Barthes no se espantó ni un poco ante la revelación de Marcondes.


—Me imagino que no estabas allá para comer una pizza con el matrimonio. 

—Hace años que Samira y yo somos amantes. Ella me forzó a tomar una decisión definitiva. Nos apresuramos y elegimos el momento equivocado. Nunca debí inmiscuir a Cooper en esta historia.

—A esta altura, yo diría que él es más peligroso que Robin para ustedes.

—Está furioso conmigo. Me culpa por haber sido preso. Dice que fue por negligencia mía. Él es capaz de delatarme. O peor. Puede pedirle a alguno de sus capangas que tome cartas en el asunto. Aparte de todo, no tengo agallas para matar a ese inocente que no le ha hecho mal a nadie.


Se levantaron y deambularon largo rato por las callecitas estrechas, con verjas bajas y jardines bien cuidados. Pasaron frente al edificio del mercado contorneando el lago. Durante la caminada, sólo se detuvieron algunas veces para que Barthes usara el teléfono desde alguno de los bares. Joaquín lo veía gesticulando, discutiendo, exigía decisiones rápidas y daba órdenes sin parar. Ya oscurecía. El juicio sería al otro día. Las personas querían a Cooper en la plaza. Había exigencias anónimas de linchamiento llegando a los periódicos.
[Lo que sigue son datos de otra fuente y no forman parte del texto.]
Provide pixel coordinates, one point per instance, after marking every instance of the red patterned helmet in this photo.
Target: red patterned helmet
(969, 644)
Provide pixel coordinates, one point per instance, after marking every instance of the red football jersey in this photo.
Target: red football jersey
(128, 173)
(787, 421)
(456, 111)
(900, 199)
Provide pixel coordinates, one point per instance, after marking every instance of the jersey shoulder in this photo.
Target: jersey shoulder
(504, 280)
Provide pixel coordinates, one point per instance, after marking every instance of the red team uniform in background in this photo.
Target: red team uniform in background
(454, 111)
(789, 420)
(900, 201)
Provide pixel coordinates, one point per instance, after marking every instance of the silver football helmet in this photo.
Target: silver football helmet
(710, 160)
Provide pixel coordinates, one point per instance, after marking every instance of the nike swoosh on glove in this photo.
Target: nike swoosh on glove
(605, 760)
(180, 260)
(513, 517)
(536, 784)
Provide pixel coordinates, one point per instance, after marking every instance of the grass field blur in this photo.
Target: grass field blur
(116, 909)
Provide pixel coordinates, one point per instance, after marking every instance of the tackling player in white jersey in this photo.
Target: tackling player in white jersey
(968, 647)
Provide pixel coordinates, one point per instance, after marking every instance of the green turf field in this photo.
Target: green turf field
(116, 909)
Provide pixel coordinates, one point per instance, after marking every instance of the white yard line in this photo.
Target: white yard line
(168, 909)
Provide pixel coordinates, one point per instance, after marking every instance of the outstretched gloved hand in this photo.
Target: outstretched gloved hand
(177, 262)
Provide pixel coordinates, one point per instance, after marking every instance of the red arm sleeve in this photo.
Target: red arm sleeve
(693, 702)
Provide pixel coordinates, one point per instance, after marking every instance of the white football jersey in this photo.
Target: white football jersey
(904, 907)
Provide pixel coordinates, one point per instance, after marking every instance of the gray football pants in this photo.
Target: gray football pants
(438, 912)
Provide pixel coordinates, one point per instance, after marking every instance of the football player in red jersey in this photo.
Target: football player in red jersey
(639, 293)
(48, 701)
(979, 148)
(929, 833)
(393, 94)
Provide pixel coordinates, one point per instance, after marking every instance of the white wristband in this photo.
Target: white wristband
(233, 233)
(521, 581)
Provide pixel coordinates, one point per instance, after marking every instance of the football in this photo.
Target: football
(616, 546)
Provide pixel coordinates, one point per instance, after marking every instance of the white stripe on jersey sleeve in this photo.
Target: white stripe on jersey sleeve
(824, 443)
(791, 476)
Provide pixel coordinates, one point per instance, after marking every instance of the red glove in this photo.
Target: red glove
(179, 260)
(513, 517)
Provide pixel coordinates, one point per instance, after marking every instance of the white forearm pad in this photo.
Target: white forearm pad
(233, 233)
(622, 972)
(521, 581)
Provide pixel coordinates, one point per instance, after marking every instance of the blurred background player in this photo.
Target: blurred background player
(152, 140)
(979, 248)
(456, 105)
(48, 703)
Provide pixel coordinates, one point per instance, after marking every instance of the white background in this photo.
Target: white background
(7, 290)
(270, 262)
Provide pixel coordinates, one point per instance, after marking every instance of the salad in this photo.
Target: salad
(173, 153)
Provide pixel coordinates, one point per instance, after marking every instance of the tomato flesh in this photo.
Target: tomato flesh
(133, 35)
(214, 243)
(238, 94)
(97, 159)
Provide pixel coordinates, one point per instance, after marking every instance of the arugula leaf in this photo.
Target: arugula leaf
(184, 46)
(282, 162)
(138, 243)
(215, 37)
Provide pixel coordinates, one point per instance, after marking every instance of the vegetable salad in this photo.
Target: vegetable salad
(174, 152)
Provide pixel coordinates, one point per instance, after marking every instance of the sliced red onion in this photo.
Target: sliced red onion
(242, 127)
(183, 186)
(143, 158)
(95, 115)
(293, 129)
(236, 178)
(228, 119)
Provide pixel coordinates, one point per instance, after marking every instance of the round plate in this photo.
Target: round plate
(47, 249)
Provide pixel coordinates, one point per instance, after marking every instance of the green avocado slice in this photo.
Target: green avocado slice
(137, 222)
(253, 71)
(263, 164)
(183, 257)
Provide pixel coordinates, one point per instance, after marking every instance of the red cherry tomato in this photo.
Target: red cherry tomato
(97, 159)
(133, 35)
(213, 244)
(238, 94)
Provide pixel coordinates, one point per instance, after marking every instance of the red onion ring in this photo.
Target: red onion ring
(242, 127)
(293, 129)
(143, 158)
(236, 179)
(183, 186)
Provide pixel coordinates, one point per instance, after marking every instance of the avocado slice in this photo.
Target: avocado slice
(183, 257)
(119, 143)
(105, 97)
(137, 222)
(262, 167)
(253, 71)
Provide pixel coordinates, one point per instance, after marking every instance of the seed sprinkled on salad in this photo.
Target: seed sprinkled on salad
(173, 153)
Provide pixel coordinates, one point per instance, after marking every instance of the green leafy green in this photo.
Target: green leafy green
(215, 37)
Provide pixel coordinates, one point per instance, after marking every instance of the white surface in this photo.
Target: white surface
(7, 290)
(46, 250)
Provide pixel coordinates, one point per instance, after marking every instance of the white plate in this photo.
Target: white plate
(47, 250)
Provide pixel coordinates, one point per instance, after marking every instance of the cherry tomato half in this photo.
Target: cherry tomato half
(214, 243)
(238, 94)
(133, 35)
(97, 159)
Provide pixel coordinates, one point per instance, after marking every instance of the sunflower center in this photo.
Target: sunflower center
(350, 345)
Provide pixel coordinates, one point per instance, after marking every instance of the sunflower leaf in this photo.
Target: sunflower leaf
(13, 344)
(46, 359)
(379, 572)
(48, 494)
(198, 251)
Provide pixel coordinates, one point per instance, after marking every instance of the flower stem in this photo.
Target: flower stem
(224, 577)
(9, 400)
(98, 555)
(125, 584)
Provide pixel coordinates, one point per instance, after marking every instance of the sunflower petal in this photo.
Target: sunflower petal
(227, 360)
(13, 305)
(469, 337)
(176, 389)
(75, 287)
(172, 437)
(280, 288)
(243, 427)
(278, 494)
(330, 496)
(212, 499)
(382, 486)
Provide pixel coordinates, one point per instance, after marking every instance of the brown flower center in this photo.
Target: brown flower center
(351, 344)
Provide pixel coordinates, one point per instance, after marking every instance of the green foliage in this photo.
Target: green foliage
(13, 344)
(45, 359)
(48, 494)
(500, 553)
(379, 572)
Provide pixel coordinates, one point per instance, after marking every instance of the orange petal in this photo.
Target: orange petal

De vuelta a la Jefatura, Barthes fue autorizado a usar uno de los vehículos de la guardia municipal. Él dijo que necesitaba hacer algunas averiguaciones. Después salieron, volvieron al restaurante por los fondos y estacionaron en la acera de enfrente. No había nadie en las veredas angostas. La luz débil de la habitación en el último piso estaba encendida. Barthes colocó el coche de frente al edificio y encendió los faros tres veces. Una puertita lateral, donde los ductos descargan la basura de todo el edificio, se abrió chirriando. Algunos gatos saltaron asustados. Sin bajarse del coche, los dos vieron a Matt y Bowles arrastrando la pesada caja que fue colocada dentro de la valija. El vehículo se perdió en la noche por las callejuelas hasta que en las afueras del centro alcanzaron el tope de un pequeño cerro. Desde allá veían las llamas del basurero municipal que arden toda la noche. Mientras bajaban dejando deslizar la caja, Barthes dijo:


—El muchacho se va a poner  feliz de saber que no habrá juicio.

—¿Y el resto del pueblo? —respondió Joaquín—. Se van a quedar sin la fiesta, que querían  más que la vuelta del santo. Nos van a querer matar.

—¿Eso te preocupa? Sabés mejor que yo que en nuestra profesión siempre hay alguien queriéndonos matar. Dale, dejalo ir bien de punta. No va a parar hasta que llegue a la hoguera.